We can modify the openAccount and depositMoney methods to accept a tenantId parameter. DugongJS will then automatically associate this tenant ID with all domain events generated during the command execution:

src/bank-account/application/command/bank-account.command.service.ts
import { EventSourcingService } from "@dugongjs/nestjs";
import { Injectable } from "@nestjs/common";
import { BankAccount } from "../../domain/bank-account.aggregate.js";
import type { DepositMoneyCommand } from "../../domain/commands/deposit-money.command.js";
import type { OpenAccountCommand } from "../../domain/commands/open-account.command.js";
import type { WithdrawMoneyCommand } from "../../domain/commands/withdraw-money.command.js";

@Injectable()
export class BankAccountCommandService {
constructor(private readonly eventSourcingService: EventSourcingService) {}

public async openAccount(tenantId: string, command: OpenAccountCommand): Promise<BankAccount> {
return this.eventSourcingService.transaction(async (transaction) => {
const accountContext = this.eventSourcingService
.createAggregateContext(transaction, BankAccount)
.withTenantId(tenantId);

const account = new BankAccount();

account.openAccount(command);

await accountContext.applyAndCommitStagedDomainEvents(account);

return account;
});
}

public async depositMoney(tenantId: string, command: DepositMoneyCommand): Promise<void> {
return this.eventSourcingService.transaction(async (transaction) => {
const accountContext = this.eventSourcingService
.createAggregateContext(transaction, BankAccount)
.withTenantId(tenantId);

const account = await accountContext.getById(command.accountId);

account.depositMoney(command);

await accountContext.applyAndCommitStagedDomainEvents(account);
});
}

// Other commands methods...
}

These changes lead to two important outcomes:

  1. All domain events and snapshots generated during the execution of the openAccount and depositMoney commands will have the specified tenant ID associated with them.
  2. When retrieving aggregate instances using the accountContext.getById method, only events and snapshots associated with the specified tenant ID will be considered. If the aggregate instance does not exist for that tenant, an error will be thrown.

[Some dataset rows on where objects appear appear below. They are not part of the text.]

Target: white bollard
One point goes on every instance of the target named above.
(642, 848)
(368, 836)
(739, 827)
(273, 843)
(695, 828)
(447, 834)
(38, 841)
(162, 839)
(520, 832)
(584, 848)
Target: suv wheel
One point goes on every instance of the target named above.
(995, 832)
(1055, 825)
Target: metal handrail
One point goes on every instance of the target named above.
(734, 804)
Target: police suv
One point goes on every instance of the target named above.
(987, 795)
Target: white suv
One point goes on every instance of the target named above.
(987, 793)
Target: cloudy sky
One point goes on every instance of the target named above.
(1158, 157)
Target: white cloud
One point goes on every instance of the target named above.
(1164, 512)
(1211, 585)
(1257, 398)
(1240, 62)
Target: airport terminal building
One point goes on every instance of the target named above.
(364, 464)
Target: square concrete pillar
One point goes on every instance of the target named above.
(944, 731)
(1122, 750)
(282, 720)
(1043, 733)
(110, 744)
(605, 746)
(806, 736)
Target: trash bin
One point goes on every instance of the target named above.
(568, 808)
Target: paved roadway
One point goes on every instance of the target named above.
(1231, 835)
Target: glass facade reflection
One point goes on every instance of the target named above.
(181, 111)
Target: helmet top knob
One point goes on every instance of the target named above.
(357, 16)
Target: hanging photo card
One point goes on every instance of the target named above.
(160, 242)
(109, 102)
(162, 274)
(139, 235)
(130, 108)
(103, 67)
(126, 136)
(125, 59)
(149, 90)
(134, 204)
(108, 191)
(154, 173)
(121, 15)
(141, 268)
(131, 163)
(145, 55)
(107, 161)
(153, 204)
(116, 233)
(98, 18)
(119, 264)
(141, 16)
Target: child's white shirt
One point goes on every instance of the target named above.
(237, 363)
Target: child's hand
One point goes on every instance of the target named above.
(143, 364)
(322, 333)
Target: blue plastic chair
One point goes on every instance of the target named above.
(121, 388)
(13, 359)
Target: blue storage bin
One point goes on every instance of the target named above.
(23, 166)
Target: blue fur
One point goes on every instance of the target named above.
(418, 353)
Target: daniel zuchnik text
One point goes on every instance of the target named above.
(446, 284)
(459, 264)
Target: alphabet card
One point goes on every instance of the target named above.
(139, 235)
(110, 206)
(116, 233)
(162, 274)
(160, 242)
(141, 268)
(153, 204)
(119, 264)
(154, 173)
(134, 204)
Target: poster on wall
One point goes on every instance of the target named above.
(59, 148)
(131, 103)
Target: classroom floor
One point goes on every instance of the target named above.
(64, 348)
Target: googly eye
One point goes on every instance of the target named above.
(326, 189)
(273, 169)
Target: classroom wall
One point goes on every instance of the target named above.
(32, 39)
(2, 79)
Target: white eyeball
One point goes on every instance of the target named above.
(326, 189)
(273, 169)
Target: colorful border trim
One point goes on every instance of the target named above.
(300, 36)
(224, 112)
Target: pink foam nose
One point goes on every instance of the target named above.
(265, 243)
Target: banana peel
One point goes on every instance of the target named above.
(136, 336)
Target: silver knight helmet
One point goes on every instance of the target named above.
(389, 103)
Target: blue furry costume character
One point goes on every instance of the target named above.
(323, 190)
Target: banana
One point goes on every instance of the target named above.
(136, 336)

Note that there is no built-in mechanism for extracting the tenant ID from incoming requests. It is up to the controller layer (or middlewares, guards, interceptors, etc.) to extract the tenant ID from the request context and pass it down to the application layer. This can be done using various strategies, such as extracting the tenant ID from request headers, JWT tokens, or session data.